Die Wahrheit ist noch eine ganz andere. Der Regionalleiter kommt im Gespräch zu dem Fazit, dass die Mietpreise bei den Baukosten derzeit bei 20 Euro pro Quadratmeter liegen müssten. "Das kann sich kein Mensch leisten. Wir müssen auf 12 bis 15 Euro runter", mahnt er. Doch wie soll das gehen? Auch das steht im Raum und ist nicht mit einer Antwort geklärt. "Wir reden über Kapazitäten, die die Baubranche nicht hat, wir brauchen Förderprogramme und wir brauchen abgespecktes Bauen - es ist ein Mix aus vielem, was sich wieder einrenken muss", konstatiert er.

Mit "abgespeckt" meint Sebastian Krüger Normen wie Dämmungsstärke, aber auch regenerative Energien, wo sie extrem teuer sind und die Stellplatzpflicht, die es noch gibt, "obwohl wir eigentlich die Autos nicht mehr wollen". Krüger weiß: "Parken ist ein extrem emotionales Thema. Jeder Parkplatz, der künftig wegfallen wird, beispielsweise für Ladestationen, tut richtig weh. Trotzdem müssen wir den Parkplatz-Schlüssel absenken - das macht Bauen preiswerter." Aber das funktioniere nur, wenn man Mobilität mitdenke, also den ÖPNV, Radstraßen, Ladestationen, Carsharing - alles, was dazugehöre. Mit "Nearbyk" steckt Vonovia mitten im Test - hier kann man E-Bikes kaufen oder mieten, mit Service. 

Die Quartiere zu entwickeln sei der Vonovia wichtig. Eine Umfrage, bei der drei Viertel der Mieter angaben, zufrieden mit dem Vermieter zu sein, mache da stolz. Einen hohen sechsstelligen Betrag habe die Vonovia in soziale Begegnung, Kultur und Projekte gesteckt. So schön das ist, die Zahlen sprechen eine deutliche Sprache: 2,3 Prozent Leerstand, das ist eigentlich kein Leerstand, sondern kommt durch Aus- und Umzug sowie Sanierung zustande. "Wir sind de facto voll vermietet", so Sebastian Krüger. In der Stadt liegt der Leerstand zum Vergleich im Schnitt bei sieben Prozent.

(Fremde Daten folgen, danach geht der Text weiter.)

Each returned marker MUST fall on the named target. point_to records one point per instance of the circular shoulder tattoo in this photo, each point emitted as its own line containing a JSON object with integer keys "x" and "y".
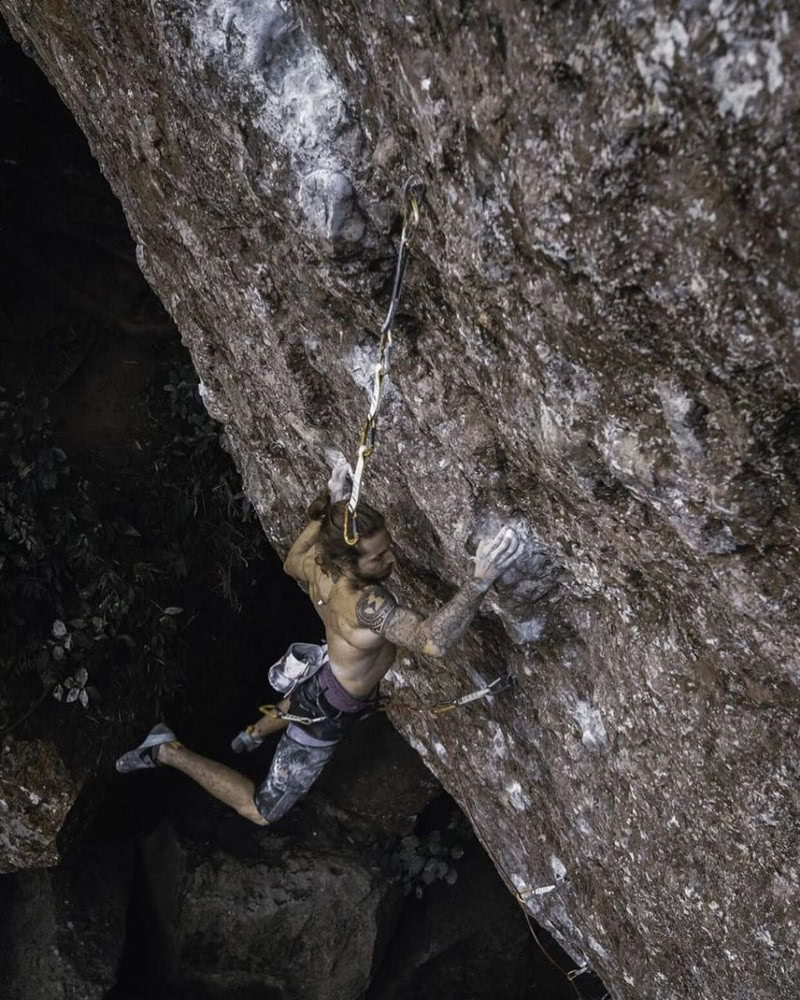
{"x": 375, "y": 608}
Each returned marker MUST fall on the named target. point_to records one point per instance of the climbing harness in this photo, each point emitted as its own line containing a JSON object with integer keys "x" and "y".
{"x": 412, "y": 196}
{"x": 274, "y": 712}
{"x": 502, "y": 683}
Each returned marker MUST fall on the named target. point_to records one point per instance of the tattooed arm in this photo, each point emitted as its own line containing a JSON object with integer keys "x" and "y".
{"x": 378, "y": 611}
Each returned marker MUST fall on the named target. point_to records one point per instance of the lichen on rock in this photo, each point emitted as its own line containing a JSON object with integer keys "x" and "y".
{"x": 598, "y": 341}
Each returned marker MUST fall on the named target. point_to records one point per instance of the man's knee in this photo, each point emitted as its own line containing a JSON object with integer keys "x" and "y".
{"x": 250, "y": 811}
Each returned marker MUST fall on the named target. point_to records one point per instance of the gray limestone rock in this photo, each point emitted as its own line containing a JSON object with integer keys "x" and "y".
{"x": 598, "y": 340}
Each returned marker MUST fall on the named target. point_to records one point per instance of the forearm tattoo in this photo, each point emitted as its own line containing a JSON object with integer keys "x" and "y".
{"x": 375, "y": 609}
{"x": 378, "y": 611}
{"x": 446, "y": 626}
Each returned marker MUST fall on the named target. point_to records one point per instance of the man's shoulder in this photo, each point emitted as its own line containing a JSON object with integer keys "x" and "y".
{"x": 375, "y": 607}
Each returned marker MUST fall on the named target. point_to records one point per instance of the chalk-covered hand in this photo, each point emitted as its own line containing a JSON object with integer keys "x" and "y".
{"x": 341, "y": 481}
{"x": 495, "y": 555}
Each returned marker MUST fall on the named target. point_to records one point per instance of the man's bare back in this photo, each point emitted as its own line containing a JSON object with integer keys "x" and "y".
{"x": 364, "y": 625}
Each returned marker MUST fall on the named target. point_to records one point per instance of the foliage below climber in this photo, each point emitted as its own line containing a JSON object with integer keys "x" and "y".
{"x": 329, "y": 688}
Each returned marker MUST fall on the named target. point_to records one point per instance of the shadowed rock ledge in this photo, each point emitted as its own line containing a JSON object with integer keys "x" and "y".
{"x": 598, "y": 343}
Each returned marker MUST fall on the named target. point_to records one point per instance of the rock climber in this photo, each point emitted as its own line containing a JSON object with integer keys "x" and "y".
{"x": 364, "y": 626}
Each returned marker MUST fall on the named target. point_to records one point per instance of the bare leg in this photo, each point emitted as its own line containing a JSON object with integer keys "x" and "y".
{"x": 222, "y": 782}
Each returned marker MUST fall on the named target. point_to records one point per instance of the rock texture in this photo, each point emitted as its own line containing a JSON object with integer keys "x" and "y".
{"x": 598, "y": 342}
{"x": 36, "y": 795}
{"x": 284, "y": 924}
{"x": 62, "y": 930}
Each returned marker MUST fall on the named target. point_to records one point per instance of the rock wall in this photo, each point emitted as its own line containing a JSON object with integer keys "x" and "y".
{"x": 598, "y": 342}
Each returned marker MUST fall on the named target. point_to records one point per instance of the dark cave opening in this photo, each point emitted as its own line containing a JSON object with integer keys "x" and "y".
{"x": 81, "y": 329}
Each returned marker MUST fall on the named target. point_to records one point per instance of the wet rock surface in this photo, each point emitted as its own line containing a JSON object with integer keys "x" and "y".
{"x": 284, "y": 923}
{"x": 597, "y": 342}
{"x": 63, "y": 929}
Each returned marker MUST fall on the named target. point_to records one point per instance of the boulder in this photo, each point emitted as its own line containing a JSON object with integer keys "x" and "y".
{"x": 597, "y": 343}
{"x": 283, "y": 924}
{"x": 63, "y": 929}
{"x": 36, "y": 794}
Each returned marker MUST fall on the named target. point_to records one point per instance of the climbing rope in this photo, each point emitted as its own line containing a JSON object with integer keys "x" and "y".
{"x": 412, "y": 196}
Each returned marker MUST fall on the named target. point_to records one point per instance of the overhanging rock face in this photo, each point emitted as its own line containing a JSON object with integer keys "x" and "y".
{"x": 599, "y": 343}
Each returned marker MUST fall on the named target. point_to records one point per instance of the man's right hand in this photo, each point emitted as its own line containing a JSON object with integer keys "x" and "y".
{"x": 496, "y": 555}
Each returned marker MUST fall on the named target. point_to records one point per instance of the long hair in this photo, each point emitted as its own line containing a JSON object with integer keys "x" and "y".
{"x": 335, "y": 555}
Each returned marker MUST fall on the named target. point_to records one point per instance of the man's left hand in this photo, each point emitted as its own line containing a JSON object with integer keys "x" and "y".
{"x": 341, "y": 481}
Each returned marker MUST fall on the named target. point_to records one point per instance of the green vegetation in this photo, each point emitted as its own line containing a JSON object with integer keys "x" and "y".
{"x": 102, "y": 570}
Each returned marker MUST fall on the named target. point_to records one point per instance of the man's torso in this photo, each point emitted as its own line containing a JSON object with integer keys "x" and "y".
{"x": 359, "y": 658}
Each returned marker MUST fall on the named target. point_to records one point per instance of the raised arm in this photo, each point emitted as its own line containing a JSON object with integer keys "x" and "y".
{"x": 338, "y": 486}
{"x": 378, "y": 611}
{"x": 295, "y": 562}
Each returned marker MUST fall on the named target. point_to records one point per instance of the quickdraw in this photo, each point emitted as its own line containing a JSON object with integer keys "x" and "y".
{"x": 412, "y": 196}
{"x": 499, "y": 684}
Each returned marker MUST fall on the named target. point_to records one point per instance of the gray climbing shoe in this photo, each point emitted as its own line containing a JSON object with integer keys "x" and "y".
{"x": 144, "y": 755}
{"x": 245, "y": 742}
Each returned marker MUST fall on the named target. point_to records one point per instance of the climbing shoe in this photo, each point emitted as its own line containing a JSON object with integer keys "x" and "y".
{"x": 144, "y": 755}
{"x": 245, "y": 742}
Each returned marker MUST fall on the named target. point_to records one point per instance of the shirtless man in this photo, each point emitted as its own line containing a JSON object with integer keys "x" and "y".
{"x": 364, "y": 626}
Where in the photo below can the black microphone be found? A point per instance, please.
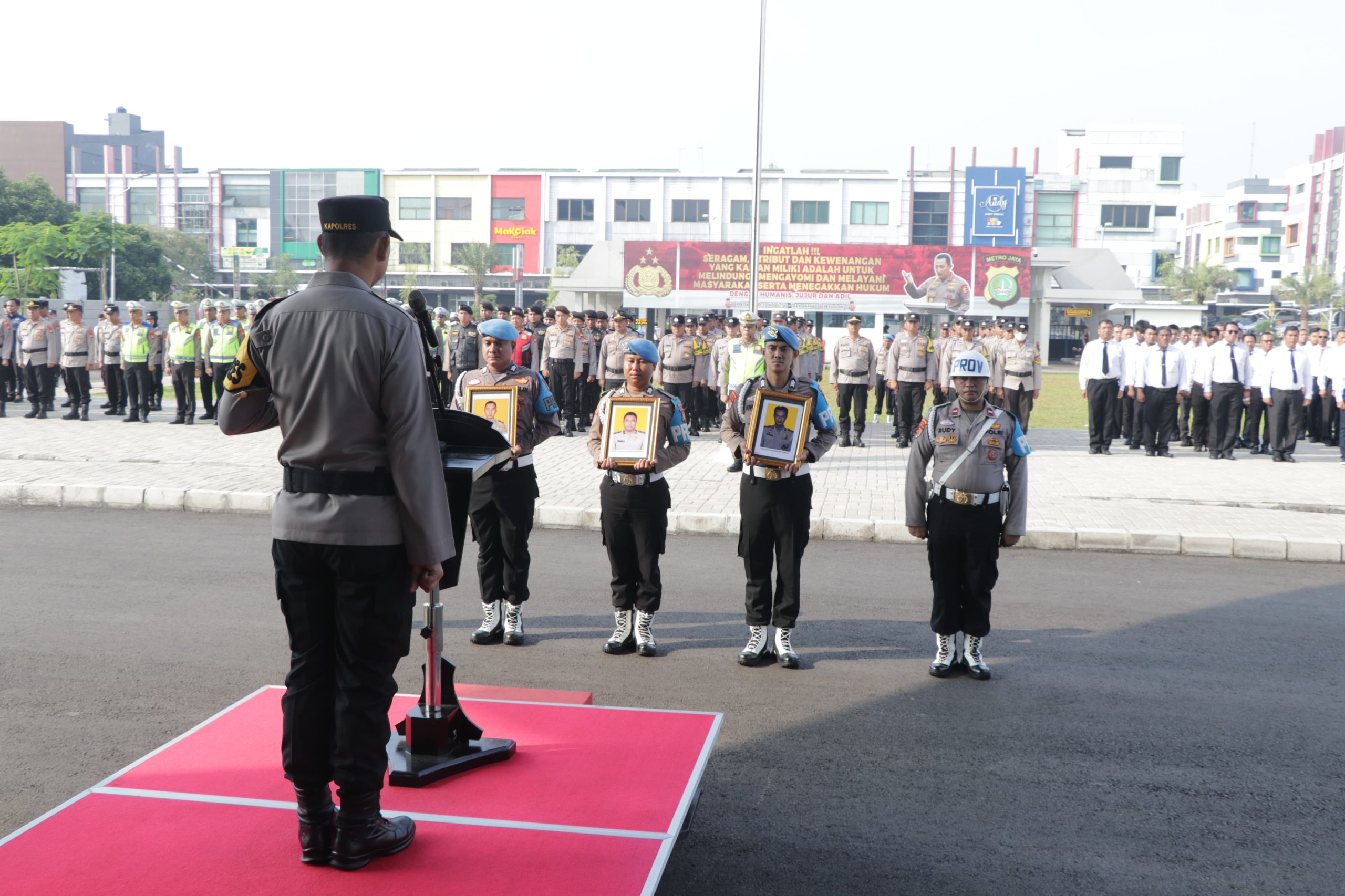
(417, 305)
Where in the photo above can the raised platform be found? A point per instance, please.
(592, 804)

Und das hat Folgen.

Wenn der taiwanesische Halbleiterhersteller Taiwan Semiconductor Manufacturing Company (TSMC) mit Bosch, Infineon und NXP Semiconductor eine Halbleiterfabrik in Dresden errichtet, rechnet die Industrie mit 25.000 neuen Jobs bis 2035. Wo sollen die Neu-Dresdner alle wohnen? Selbst der Großvermieter kommt da ins Straucheln. "Wir haben keine 10.000 Wohnungen frei, nicht einmal 2.000", so Krüger. Da müssen ganz andere Offensiven entstehen. Zum Beispiel Werkswohnungen über Zuschüsse der Unternehmen bauen? Dieser Vorschlag ist Sebastian Krüger neu, aber das bringe die Zeit mit sich. Sein Unternehmen sei für alle Gespräche offen.